SURABAYAONLINE.CO – Pemerintah Provinsi Jawa Timur resmi memberlakukan kebijakan penggunaan gadget bagi murid dan guru di jenjang SMA, SMK, dan SLB mulai Senin, 13 April 2026. Kebijakan ini diterapkan untuk memastikan proses pembelajaran berlangsung lebih aman, sehat, dan berorientasi pada penguatan karakter peserta didik.
Gubernur Jawa Timur, Khofifah Indar Parawansa, menegaskan bahwa pemanfaatan gadget di lingkungan sekolah perlu diatur secara ketat agar tidak menimbulkan dampak negatif bagi siswa.
Menurutnya, penggunaan gadget yang tidak terkontrol berpotensi memicu berbagai persoalan, seperti paparan konten tidak layak, perundungan daring (cyberbullying), ketergantungan digital, hingga menurunnya kemampuan berpikir kritis.
“Kebijakan ini adalah upaya untuk memastikan pemanfaatan teknologi tetap mendukung efektivitas dan inovasi pembelajaran, tanpa mengabaikan aspek karakter dan kesehatan siswa,” ujarnya.
Kebijakan tersebut merupakan tindak lanjut dari Surat Keputusan Bersama (SKB) empat menteri terkait pedoman pemanfaatan teknologi digital dan Artificial Intelligence dalam dunia pendidikan, baik formal, nonformal, maupun informal.

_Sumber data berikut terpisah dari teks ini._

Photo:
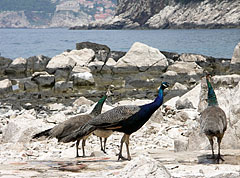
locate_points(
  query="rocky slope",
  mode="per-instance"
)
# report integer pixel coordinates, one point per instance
(38, 93)
(162, 14)
(58, 13)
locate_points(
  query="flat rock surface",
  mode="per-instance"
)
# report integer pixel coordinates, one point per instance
(181, 164)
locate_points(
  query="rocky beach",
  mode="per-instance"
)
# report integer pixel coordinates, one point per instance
(39, 92)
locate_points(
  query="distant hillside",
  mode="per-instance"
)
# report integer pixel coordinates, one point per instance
(161, 14)
(53, 13)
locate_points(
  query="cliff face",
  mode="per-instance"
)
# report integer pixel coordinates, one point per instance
(53, 13)
(161, 14)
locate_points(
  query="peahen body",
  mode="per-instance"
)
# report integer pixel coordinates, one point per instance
(213, 120)
(67, 127)
(126, 119)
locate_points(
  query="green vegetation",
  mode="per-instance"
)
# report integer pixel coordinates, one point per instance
(27, 5)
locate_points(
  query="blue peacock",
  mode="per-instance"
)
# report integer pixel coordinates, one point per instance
(127, 119)
(213, 120)
(65, 128)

Dalam aturan ini, penggunaan gadget oleh murid hanya diperbolehkan untuk kepentingan pembelajaran yang telah direncanakan dan berada di bawah pengawasan guru. Siswa tetap diperbolehkan membawa handphone ke sekolah, namun terbatas sebagai sarana komunikasi dengan orang tua atau penunjang kegiatan belajar.
Pemanfaatan gadget di antaranya untuk mengakses sumber belajar digital, mengikuti asesmen berbasis daring, praktik pembelajaran multimedia, hingga pengumpulan tugas secara online. Di luar kepentingan tersebut, penggunaan gadget tidak diperkenankan selama jam pelajaran berlangsung.
Selain itu, kebijakan ini juga bertujuan meningkatkan konsentrasi belajar siswa. Peserta didik didorong untuk lebih aktif dalam interaksi sosial langsung, melakukan aktivitas fisik ringan, serta membangun komunikasi sehat dengan teman sebaya guna menjaga keseimbangan antara aktivitas digital dan nondigital.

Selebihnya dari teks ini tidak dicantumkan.